Atherosclerotic renal disease is a frequent cause of uncontrolled hypertension and progressive renal insufficiency. Its prevalence has been estimated at 4.3% in autopsy studies, and is expected to further increase with an aging population. Treatment of renal artery stenosis (RAS) by percutaneous transluminal renal angioplasty and stenting (PTRAS) can significantly improve hypertension control and renal function, potentially reducing a patient’s risk on a future heart attack, stroke and haemodialysis. The high prevalence of RAS has therefore stimulated a wealth of research into a reliable diagnostic predictor of which patients will benefit from PTRAS based on anatomic characteristics such as diameter reduction, or flow characteristics like post-stenotic blood centerline velocity. However, current diagnostic procedures, including CT or MR angiography for evaluation of RAS have failed to predict which patients have a clinical benefit from revascularization, with a specificity marginally higher than 50%. The inability to accurately select patient that will benefit from revascularization may very well explain why past trials show, on average, only minimal benefit from revascularization compared to optimal medical therapy.
A more comprehensive hemodynamic indicator of stenosis severity is the translesional pressure drop under maximal blood flow (hyperemia, Fig. 1), which is currently considered the gold standard for the coronary artery to predict if a stenosis will benefit from treatment. The translesional pressure drop has traditionally been measured with invasive guidewire-mounted pressure sensors, but since recently the pressure drop can also be accurately estimated non-invasively with image-based computational fluid dynamics (CFD), based only on CTA imaging data. The latter non-invasive approach has been well-validated and recommended by the NICE-guidelines as first functional diagnostic for coronary artery stenoses before performing interventional diagnostic or treatment procedures. For RAS, the diagnostic potential of hyperemic translesional pressure drops (Fig. 1) has been evaluated in a few pilot studies, showing reasonable success in predicting treatment response to PTRAS (sensitivity and specificity over 80%). The primary goal of the present project is to develop and test a non-invasive diagnostic that can reliably estimate the translesional pressure drop under varying flowrates, based on patient-individualized CFD-models of the renal artery.
Figure 1: Combined pressure-flow measurement recently performed in a patient with renal artery stenosis. At baseline proximal (aortic) pressure and distal (post-stenotic renal artery) pressure show a modest difference. Under hyperemia following intra-renal dopamine an increase in flow and a significant fall in distal pressure are observed.
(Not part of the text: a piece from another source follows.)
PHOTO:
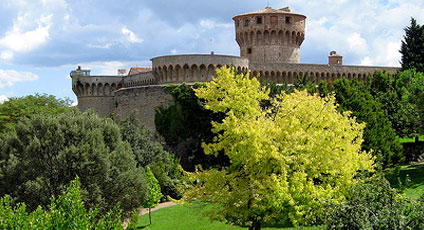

The project is composed of two phases, a validation phase (phase 1) and a retrospective study (phase 2). In the validation phase, invasive intrarenal pressure-flow measurements will be performed in 40 PTRAS patients with a thin micromanometer and doppler equipped guidewire. These measurements will help us acquire a thorough understanding of renovascular physiology and will serve as benchmark of CFD model development and sensitivity studies of relevant CFD input parameters. After development of a model that reliably estimates the hyperemic pressure gradient in stenosed renal artery, a retrospective cohort of patients (phase 2) that have received invasive treatment for RAS will be analyzed with the CFD models to assess the predictive ability of the flow simulations for identifying patients that had an improved clinical outcome after PTRAS treatment.
A pilot simulation result for a patient with a pinpoint renal artery stenosis is shown in Figure 2.
Figure 2: Pilot CFD simulations in a patient with a pinpoint renal artery stenosis. A physiologic state of maximal renal flow was simulated by lowering renal artery resistance by a factor of 2 compared to resting conditions. The pressure field and streamlines during systole are shown, highlighting the large pressure drop due to the stenosis (>80 mmHg) during maximal renal flow.